Alcoolisme féminin : un fléau invisible ?

En France, un quart des victimes d’alcoolisme sont des femmes. Pourtant, le phénomène peine à être pris en compte. Enquête sur un tabou.

« Je ne mesurais pas l’ampleur de ma maladie. Mon alcoologue m’a envoyée en cure ambulatoire, dans un établissement de soins. Ça a été un déclic. Je me suis rendue compte que je n’étais pas la seule femme, il y en avait d’autres. ». Aujourd’hui abstinente et bénévole aux Alcooliques Anonymes, Agnès, 66 ans,  a mis du temps à réaliser que l’alcoolisme ne s’écrit pas qu’au masculin. « J’étais persuadée que j’étais tarée, une mauvaise personne. », soupire-t-elle. 

Comme Agnès au départ, la société peine encore à se représenter une femme atteinte de cette maladie. Pourtant, en 2020, Santé publique France recensait 11 000 décès de femmes attribuables à l’alcool (contre 30 000 chez les hommes). Preuve d’un fléau bien réel. La parution en janvier 2021 des ouvrages des journalistes Claire Touzard et Stéphanie Braquehais qui témoignent de leur addiction a contribué à libérer la parole à ce sujet. Mais le tabou continue d’être tenace, et les femmes victimes d’alcoolisme restent souvent isolées.

« Elle s’isole, seule, avec sa bouteille et sa honte »

« La femme alcoolique va être seule, enfermée dans son alcoolisme. Un certain nombre d’hommes sont dans des réseaux amicaux d’alcooliques. Chez les femmes, c’est plus compliqué : je n’ai pas connaissance de femmes qui se retrouvent pour boire le midi », avance le psychologue Aymery Constant, par ailleurs maître de conférence à l’Ecole des hautes études en santé publique où il dispense des cours sur l’addiction à l’alcool. 
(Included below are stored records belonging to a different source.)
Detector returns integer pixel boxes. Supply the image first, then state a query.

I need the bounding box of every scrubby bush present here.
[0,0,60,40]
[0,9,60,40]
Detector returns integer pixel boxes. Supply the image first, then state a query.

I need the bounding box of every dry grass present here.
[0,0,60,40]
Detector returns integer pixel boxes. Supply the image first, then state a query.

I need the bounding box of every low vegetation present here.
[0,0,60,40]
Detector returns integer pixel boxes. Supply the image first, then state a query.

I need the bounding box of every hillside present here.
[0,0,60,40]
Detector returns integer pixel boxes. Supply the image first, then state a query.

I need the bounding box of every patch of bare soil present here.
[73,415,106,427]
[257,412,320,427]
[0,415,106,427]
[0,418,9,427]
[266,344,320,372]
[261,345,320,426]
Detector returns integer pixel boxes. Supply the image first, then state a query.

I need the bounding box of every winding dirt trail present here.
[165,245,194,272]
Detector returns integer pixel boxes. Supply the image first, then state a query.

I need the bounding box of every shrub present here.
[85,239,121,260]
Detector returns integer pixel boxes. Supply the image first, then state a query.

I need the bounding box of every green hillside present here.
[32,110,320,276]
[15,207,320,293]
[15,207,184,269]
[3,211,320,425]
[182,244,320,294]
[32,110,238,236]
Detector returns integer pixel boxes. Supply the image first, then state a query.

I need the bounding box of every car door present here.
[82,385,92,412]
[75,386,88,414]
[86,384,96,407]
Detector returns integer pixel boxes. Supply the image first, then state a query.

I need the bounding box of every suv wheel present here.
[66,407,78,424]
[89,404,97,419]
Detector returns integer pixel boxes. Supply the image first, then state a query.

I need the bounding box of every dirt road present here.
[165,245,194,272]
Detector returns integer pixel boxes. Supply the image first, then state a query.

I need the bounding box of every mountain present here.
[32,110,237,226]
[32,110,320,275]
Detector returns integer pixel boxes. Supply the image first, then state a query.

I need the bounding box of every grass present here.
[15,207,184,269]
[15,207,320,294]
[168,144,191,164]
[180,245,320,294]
Aujourd’hui abstinente, Laurence Cottet, 59 ans, se souvient qu’elle restait peu de temps aux soirées d’entreprise lorsqu’elle était cadre dans l’entreprise de BTP Vinci. « Je commençais à boire dans des groupes d’amis, et puis je trouvais un prétexte pour repartir chez moi, y compris quand c’était professionnel. Je terminais ivre morte dans mon appartement, seule. C’est ça le parcours d’une femme alcoolique », raconte-elle. « l’image est beaucoup plus négative lorsque c’est une femme que lorsque c’est un homme. Donc on pardonnera moins à la femme, et on va l’écarter. Forcément la conséquence c’est qu’elle s’isole, seule, avec sa bouteille et sa honte. »

Comment j’ai sombré dans l’alcoolisme ? Agnès nous raconte son parcours 

La honte au coeur du tabou

« J’ai très très honte de ma maladie », témoigne d’ailleurs Claire. La juriste de 44 ans n’est pas encore sortie de son problème avec l’alcool et souffre manifestement du regard que porte la société sur son addiction. « Dans la morale des Français, une femme alcoolique c’est vraiment une nana perdue. Un mec qui picole, c’est un mec normal, un franchouillard ». Juliette, qui a arrêté de boire en 2010, abonde en son sens :  « c’est toujours plus gênant une femme sur ce sujet ». D’après la quinquagénaire, cette opprobre explique pourquoi la démarche de se faire soigner peut être plus compliquée pour elles que pour les hommes. 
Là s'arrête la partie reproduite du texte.